In 1908 he married Stella Myers who qualified as a doctor at Girton College, Cambridge and went on to become a writer and lecturer on health questions, and a strong supporter of the Save the Children Fund. She was also a local councillor who represented South East Southwark on the London County Council.

They had a son, George (born 1910), and a daughter, Ruth (1912–88), an architect who studied church architecture in pre-war Romania and then travelled extensively in Ethiopia. She documented her 20-year research in the local churches in Architecture of the Tigre, Ethiopia.

In 1880, at the age of 18, he joined the Persian Telegraph Department of the Indian Civil Service, where he gained an extensive knowledge of the Persian language and of Persia (modern-day Iran). He then served as British Consul in Persia (1886–94), and was in attendance on the Shah of Persia Naser ed-Din Shah during his visit to England in 1889, then Consul in Surinam and French Guiana (1894), Palermo (1898–1909), and Naples (1909–12), then Consul-General in Naples (1912–18), and Lisbon (1918–21). In 1901, he was entrusted with the last message from Queen Victoria to Prince Philippe, Duke of Orléans.

He died in Paris aged 59 on 11 January 1921 on his way to England, and is buried in Levallois-Perret Cemetery in Paris .

== Artistic interests ==
He was a collector of Renaissance and Oriental manuscripts, and of jewels, bronzes, pictures and other antiques while in Persia and Italy. After his death his extensive personal collections were auctioned at Sotheby's, who advertised The extensive and interestesting [sic] collection of continental & Near Eastern works of art, textiles & embroideries, Italian and Sicilian objects of vertu, knives, forks, spoons, silver and enamels and the valuable and well-known collection of peasant jewellery, the property of the late Sidney J. A. Churchill, Esq.

From 1880–94, he collected Persian, Arabic, Turkish and Hebrew manuscripts for the British Museum (Vol. IV of their Persian Catalogue of Manuscripts is almost entirely devoted to the 'Churchill Manuscripts'); collected art objects in Persia for the Victoria and Albert Museum under Gen. Sir R. M. Smith, RE, KCMG, and also researched the history of gold and silver work in Italy, especially the Two Sicilies.

He wrote many books, particularly on Italian goldsmiths, in both English and Italian.
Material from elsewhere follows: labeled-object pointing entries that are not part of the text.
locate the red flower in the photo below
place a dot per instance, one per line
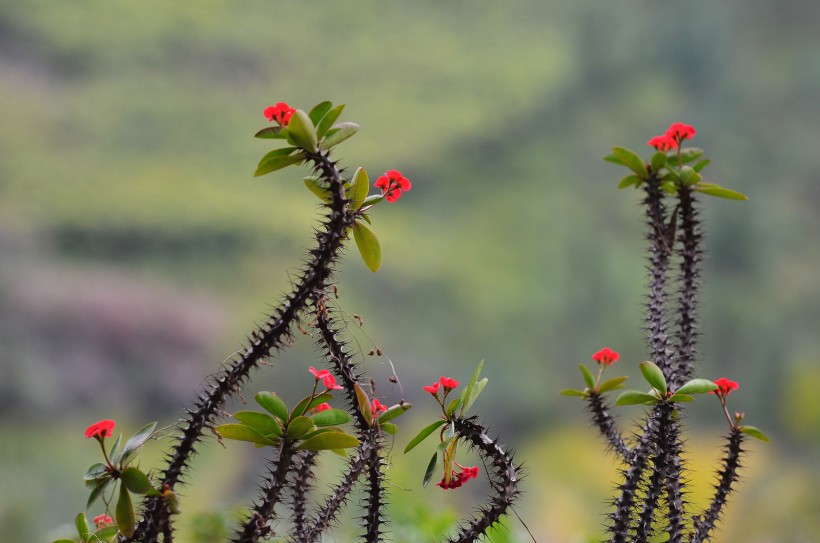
(680, 132)
(101, 521)
(326, 377)
(448, 383)
(392, 184)
(458, 479)
(103, 428)
(281, 113)
(321, 407)
(433, 389)
(725, 387)
(662, 143)
(377, 407)
(606, 356)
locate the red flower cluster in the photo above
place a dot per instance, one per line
(377, 407)
(675, 134)
(100, 429)
(321, 407)
(281, 113)
(101, 521)
(392, 183)
(725, 387)
(448, 383)
(458, 479)
(606, 356)
(326, 377)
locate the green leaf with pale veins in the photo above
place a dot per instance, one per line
(369, 246)
(654, 376)
(424, 434)
(301, 131)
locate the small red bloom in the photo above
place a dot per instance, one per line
(281, 113)
(458, 479)
(662, 143)
(377, 407)
(448, 383)
(101, 521)
(321, 407)
(326, 377)
(606, 356)
(392, 183)
(725, 387)
(433, 389)
(680, 132)
(103, 428)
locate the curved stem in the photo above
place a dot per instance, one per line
(269, 337)
(257, 525)
(705, 522)
(504, 477)
(606, 425)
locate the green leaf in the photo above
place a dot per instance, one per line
(124, 513)
(394, 411)
(299, 427)
(301, 131)
(137, 440)
(360, 186)
(240, 432)
(611, 384)
(477, 390)
(339, 133)
(573, 392)
(369, 246)
(631, 160)
(424, 434)
(137, 482)
(83, 528)
(272, 133)
(95, 472)
(654, 376)
(329, 441)
(689, 176)
(697, 386)
(658, 161)
(629, 181)
(678, 397)
(431, 469)
(319, 187)
(114, 453)
(720, 192)
(389, 427)
(273, 404)
(97, 492)
(687, 154)
(331, 417)
(453, 406)
(588, 378)
(364, 403)
(754, 432)
(319, 111)
(271, 163)
(328, 120)
(261, 422)
(699, 165)
(307, 404)
(632, 397)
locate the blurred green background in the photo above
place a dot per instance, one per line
(136, 250)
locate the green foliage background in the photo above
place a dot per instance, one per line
(136, 249)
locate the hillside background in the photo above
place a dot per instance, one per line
(136, 250)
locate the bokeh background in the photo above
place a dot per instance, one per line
(136, 250)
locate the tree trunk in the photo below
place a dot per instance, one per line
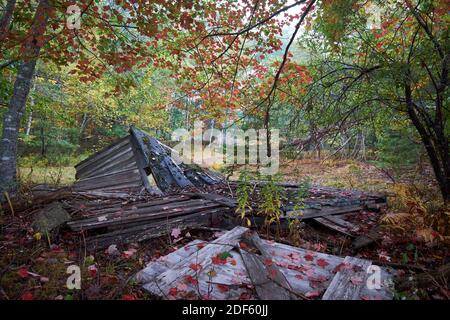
(30, 115)
(434, 146)
(5, 22)
(16, 106)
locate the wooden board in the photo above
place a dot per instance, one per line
(172, 277)
(305, 271)
(347, 284)
(269, 281)
(338, 224)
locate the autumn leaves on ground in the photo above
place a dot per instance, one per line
(357, 89)
(34, 266)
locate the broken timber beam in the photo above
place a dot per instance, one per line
(269, 281)
(348, 283)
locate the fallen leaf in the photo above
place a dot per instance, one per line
(173, 292)
(195, 266)
(200, 245)
(175, 232)
(181, 287)
(309, 257)
(112, 250)
(223, 288)
(322, 263)
(268, 262)
(342, 266)
(356, 280)
(212, 273)
(190, 279)
(23, 273)
(26, 296)
(92, 270)
(129, 253)
(245, 296)
(312, 294)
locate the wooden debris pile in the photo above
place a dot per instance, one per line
(108, 222)
(336, 209)
(240, 265)
(136, 163)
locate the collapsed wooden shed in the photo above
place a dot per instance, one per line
(138, 162)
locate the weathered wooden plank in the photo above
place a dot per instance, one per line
(315, 213)
(151, 230)
(347, 284)
(274, 274)
(104, 153)
(126, 161)
(226, 201)
(108, 221)
(337, 224)
(266, 278)
(166, 280)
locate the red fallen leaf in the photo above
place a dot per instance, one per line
(195, 266)
(272, 273)
(26, 296)
(173, 292)
(342, 266)
(200, 245)
(322, 263)
(223, 288)
(245, 296)
(309, 257)
(268, 262)
(243, 245)
(312, 294)
(23, 273)
(109, 280)
(206, 296)
(190, 279)
(92, 270)
(356, 280)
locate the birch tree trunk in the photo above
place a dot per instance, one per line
(16, 106)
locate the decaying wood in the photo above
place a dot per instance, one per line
(269, 281)
(367, 239)
(439, 277)
(338, 224)
(150, 230)
(247, 267)
(347, 284)
(315, 213)
(162, 283)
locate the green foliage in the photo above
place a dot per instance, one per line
(272, 195)
(243, 193)
(397, 149)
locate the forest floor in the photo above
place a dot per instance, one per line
(34, 266)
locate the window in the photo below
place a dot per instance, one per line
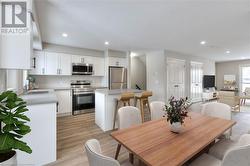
(244, 77)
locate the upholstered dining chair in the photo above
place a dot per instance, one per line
(96, 158)
(127, 117)
(157, 109)
(219, 110)
(222, 146)
(235, 156)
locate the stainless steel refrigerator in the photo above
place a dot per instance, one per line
(117, 77)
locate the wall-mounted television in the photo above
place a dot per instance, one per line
(208, 81)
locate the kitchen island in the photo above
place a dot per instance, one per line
(105, 101)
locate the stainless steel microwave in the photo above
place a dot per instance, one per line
(82, 69)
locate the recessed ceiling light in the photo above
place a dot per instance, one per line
(203, 42)
(64, 34)
(133, 54)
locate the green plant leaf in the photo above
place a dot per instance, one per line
(21, 109)
(6, 141)
(22, 146)
(24, 117)
(9, 127)
(12, 116)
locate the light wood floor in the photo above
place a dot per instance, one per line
(73, 132)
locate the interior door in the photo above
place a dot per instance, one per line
(176, 78)
(196, 72)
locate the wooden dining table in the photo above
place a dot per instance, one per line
(155, 145)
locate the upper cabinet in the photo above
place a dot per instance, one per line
(115, 61)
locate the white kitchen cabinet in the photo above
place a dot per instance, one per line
(52, 63)
(116, 61)
(38, 65)
(98, 63)
(64, 101)
(65, 65)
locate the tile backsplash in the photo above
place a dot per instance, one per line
(64, 81)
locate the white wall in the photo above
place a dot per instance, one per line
(156, 71)
(156, 77)
(138, 71)
(72, 50)
(2, 80)
(228, 68)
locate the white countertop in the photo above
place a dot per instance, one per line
(40, 98)
(117, 91)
He also had letters relating to artistic matters published in The Burlington Magazine.

== Selected works ==
- Clarke, Caspar Purdon (1892). "Oriental Carpets"
- Churchill, Sidney J. A. (1907). "Bibliografia Celliniana" A bibliography of Benvenuto Cellini.
- Churchill, Sidney J. A. (1907). "The Goldsmiths of Rome Under the Papal Authority; Their Statutes Hitherto Discovered, and a Bibliography"
- Cellini, Benvenuto (1910). "The Life of Benvenuto Cellini"
- Churchill, Sidney J. A. (1912). "Bibliografia Vasariana" A bibliography of Giorgio Vasari.
- Holme, Charles (1913). "Peasant Art in Italy"
- Churchill, Sidney J. A. (1919). "Nicola da Guardiagrele, orafo abruzzese del secolo XIV-XV"
- Churchill, Sidney J. A. (1924). "Nicola di Guardiagrele, orefice abruzzese. Notizie con una bibliografia"
- Churchill, Sidney J. A. (1926). "The Goldsmiths of Italy"
- "Sidney John Alexander Churchill collection of broadsides, 1608–1797, Italy" In the collection of the Getty Research Institute.
- Churchill, Sidney J. A.. "Bibliografia Vasariana and Related Papers, c.1910–15" In the collection of the Getty Research Institute.